Senin, 17 September 2018

[Cerbung] Perangkap Dua Masa #9-1









Sebelumnya



* * *


Sembilan


Mas Ken?

Ingrid masih terbengong-bengong. Pesan yang masuk ke ponselnya itu belum dibalasnya. Niat ada, tapi saat memegang ponselnya untuk mencoba membalas pesan itu, seketika perbendaharaan katanya menguap. Dengan kesal, ia menghempaskan diri ke ranjang.

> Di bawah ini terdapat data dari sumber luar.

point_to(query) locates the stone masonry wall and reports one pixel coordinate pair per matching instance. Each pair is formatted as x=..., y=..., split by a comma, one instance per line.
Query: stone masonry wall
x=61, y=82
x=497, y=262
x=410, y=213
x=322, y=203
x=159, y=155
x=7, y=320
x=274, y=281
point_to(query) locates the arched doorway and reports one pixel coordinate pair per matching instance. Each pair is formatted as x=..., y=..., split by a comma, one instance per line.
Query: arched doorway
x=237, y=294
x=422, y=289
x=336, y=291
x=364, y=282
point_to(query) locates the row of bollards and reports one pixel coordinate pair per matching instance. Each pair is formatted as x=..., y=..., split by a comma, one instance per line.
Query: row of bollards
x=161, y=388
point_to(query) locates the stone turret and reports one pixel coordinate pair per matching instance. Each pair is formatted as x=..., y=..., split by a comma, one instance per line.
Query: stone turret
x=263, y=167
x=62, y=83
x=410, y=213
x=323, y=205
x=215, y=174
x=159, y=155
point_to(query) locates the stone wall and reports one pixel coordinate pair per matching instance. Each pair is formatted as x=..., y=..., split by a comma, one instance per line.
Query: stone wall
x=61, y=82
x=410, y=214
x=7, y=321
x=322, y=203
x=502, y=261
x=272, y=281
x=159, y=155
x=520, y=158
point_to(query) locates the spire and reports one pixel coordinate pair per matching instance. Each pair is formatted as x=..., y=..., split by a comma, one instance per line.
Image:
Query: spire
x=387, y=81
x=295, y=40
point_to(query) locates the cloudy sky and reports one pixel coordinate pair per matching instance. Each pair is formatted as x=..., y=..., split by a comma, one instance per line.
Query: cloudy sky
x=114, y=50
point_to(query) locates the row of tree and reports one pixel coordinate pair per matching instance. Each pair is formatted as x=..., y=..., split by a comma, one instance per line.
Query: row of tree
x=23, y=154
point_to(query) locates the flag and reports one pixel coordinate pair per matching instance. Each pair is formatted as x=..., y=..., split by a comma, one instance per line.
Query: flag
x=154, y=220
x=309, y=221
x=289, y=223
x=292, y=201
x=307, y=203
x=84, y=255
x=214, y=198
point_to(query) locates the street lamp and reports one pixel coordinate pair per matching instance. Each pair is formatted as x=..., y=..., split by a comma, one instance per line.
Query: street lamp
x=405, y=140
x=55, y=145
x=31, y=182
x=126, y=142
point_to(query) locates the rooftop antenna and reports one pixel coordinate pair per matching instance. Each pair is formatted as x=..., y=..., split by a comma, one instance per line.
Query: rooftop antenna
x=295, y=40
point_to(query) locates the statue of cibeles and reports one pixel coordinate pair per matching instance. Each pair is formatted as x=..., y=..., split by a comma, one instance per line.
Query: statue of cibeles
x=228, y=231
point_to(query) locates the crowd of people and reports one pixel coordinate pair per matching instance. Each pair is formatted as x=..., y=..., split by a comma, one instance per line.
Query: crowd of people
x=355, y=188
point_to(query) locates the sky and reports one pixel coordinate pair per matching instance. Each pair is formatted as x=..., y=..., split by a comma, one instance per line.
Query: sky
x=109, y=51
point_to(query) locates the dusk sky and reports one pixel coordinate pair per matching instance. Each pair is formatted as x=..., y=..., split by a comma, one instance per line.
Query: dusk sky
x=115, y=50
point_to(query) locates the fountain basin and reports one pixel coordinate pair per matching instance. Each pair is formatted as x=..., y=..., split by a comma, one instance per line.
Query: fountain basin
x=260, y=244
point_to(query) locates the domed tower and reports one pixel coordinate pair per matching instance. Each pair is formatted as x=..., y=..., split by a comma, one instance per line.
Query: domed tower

Kepalanya benar-benar pening. Sepulangnya dari menonton bersama Bimbim, hingga detik ini menjelang pukul dua siang, ia sama sekali tak bisa memejamkan mata. Padahal ia letih dan matanya berat sekali.

Bertemu dengan Mas Ken? Apa yang harus kulakukan?

Selama ini Ken serasa tak pernah terjangkau olehnya. Terlalu tinggi untuk sekadar dipandang. Tapi tiba-tiba saja pemuda itu menghubunginya? Jantungnya berdebar lebih kencang lagi untuk kesekian serinya sejak menerima pesan Ken.

Ingrid menguap. Sepanjang hari Minggu ini ia tak punya acara apa-apa. Ia jadi punya kesempatan untuk bermalasan. Pada akhirnya, ia terlena juga. Pikiran yang penuh dengan sosok Ken menyeretnya ke alam mimpi. Begitu saja.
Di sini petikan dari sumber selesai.